In the present study, 5 year survival was 57%, which is higher than those reported from Western countries [
20‐
22]. This difference can be explained by the severe underlying haematological disorders associated with stem cell transplantation in HVOD patients in those studies; development of HVOD following pre-treatment for transplantation is more serious and can easily lead to liver and multiorgan failure and death. In contrast, the patients with
Gynura segetum-induced HVOD do not necessarily have serious underlying diseases. Moreover, 70% of the current study cohort were treated with anticoagulants, which were reported to contribute to improved HVOD prognosis [
23].
The aim of the present study was to assess prognostic determinants of survival in HVOD patients. We identified three important factors that were independently associated with survival: serum bilirubin, serum albumin and encephalopathy. Child–Pugh is a well-known and widely used classification of liver disease. These three prognostic factors identified in the current study are included in the Child–Pugh staging system. Conversely, ascites and prothrombin time did not exhibit a significant impact on survival.
Unlike other common causes of HVOD including high-dose chemotherapy before HSCT,
Gynura segetum-induced HVOD is unpredictable.
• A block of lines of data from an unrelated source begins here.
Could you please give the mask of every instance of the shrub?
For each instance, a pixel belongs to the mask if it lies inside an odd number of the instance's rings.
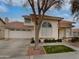
[[[32,39],[31,39],[31,43],[35,43],[35,40],[34,40],[34,38],[32,38]]]
[[[44,40],[44,43],[47,43],[47,42],[48,42],[48,39],[45,39],[45,40]]]
[[[35,43],[34,38],[31,39],[31,43]],[[41,43],[41,40],[39,40],[39,43]]]
[[[55,39],[52,39],[51,42],[56,42],[56,40]]]
[[[79,37],[72,37],[71,42],[77,42],[79,41]]]
[[[39,40],[39,43],[41,43],[41,40]]]
[[[45,39],[44,40],[44,43],[53,43],[53,42],[56,42],[55,39]]]
[[[57,42],[62,42],[62,39],[57,39]]]

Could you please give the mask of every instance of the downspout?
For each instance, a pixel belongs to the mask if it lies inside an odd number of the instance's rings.
[[[58,20],[58,39],[60,38],[60,21],[61,20]]]
[[[72,36],[72,28],[70,28],[70,37]]]
[[[64,38],[66,38],[66,28],[64,28]]]

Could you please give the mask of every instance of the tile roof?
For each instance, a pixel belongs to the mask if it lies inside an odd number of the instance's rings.
[[[79,29],[72,29],[73,32],[79,32]]]
[[[63,28],[63,27],[72,27],[72,22],[69,22],[69,21],[60,21],[59,22],[60,24],[60,28]],[[5,26],[6,28],[9,28],[9,29],[34,29],[34,26],[33,25],[25,25],[23,22],[9,22],[6,24]]]
[[[72,23],[73,22],[62,20],[62,21],[59,22],[59,24],[60,24],[59,27],[73,27]]]
[[[9,29],[33,29],[33,26],[24,25],[23,22],[9,22],[5,27]]]
[[[23,17],[25,17],[25,18],[34,18],[33,16],[34,16],[34,15],[31,14],[30,16],[24,15]],[[37,17],[37,19],[39,18],[38,15],[36,15],[36,17]],[[58,20],[62,20],[62,19],[64,19],[64,18],[56,17],[56,16],[47,16],[47,15],[44,16],[44,20],[52,20],[52,21],[54,20],[54,21],[58,21]],[[33,19],[33,20],[34,20],[34,19]]]

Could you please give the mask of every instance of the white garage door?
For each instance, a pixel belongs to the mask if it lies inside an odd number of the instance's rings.
[[[32,31],[9,31],[9,38],[32,38],[33,32]]]

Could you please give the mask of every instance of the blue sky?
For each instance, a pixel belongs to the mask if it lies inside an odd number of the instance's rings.
[[[22,4],[25,3],[25,0],[13,0],[14,5],[8,4],[9,0],[0,0],[0,17],[8,17],[10,20],[20,20],[23,21],[23,15],[29,15],[32,13],[31,8],[23,7]],[[67,2],[67,0],[66,0]],[[22,3],[22,4],[21,4]],[[47,11],[47,15],[63,17],[66,20],[72,20],[72,15],[70,12],[70,4],[66,5],[61,10],[53,10],[52,8]],[[79,26],[78,24],[76,25]]]

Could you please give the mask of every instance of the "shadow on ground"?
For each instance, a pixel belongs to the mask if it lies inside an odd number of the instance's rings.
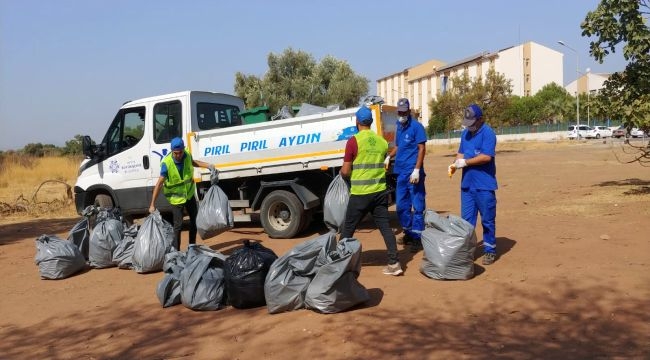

It is critical to avoid further contact with the suspicious toxin as soon as possible once symptoms appear or when a definitive diagnosis is reached. Currently, there are no effective therapies for HVOD, and supportive care remains the cornerstone of management, including restriction of water and sodium intake, albumin infusion, abdominal paracentesis and diuretics. Defibrotide is a promising agent with anti-ischaemic, anti-inflammatory and antithrombotic activity [
24]; however, the results of defibrotide therapy are conflicting and are not shown to be cost-effective [
25]. Our results suggested that anticoagulation therapy significantly increased the cure rate of HVOD, compared with the symptomatic treatment. TIPS is used to relieve portal hypertension and refractory ascites; however, many studies reported that its efficacy in HVOD was poor [
26,
27]. Our study also revealed that the cure rate of anticoagulation therapy was comparable with that of anticoagulation therapy in combination with TIPS, with no statistical difference between the two groups, which might be due to the small number of patients receiving the combination treatment. Therefore, future studies with larger cohort sizes are necessary to assess the efficacy and outcomes of combination treatment with anticoagulation therapy and TIPS.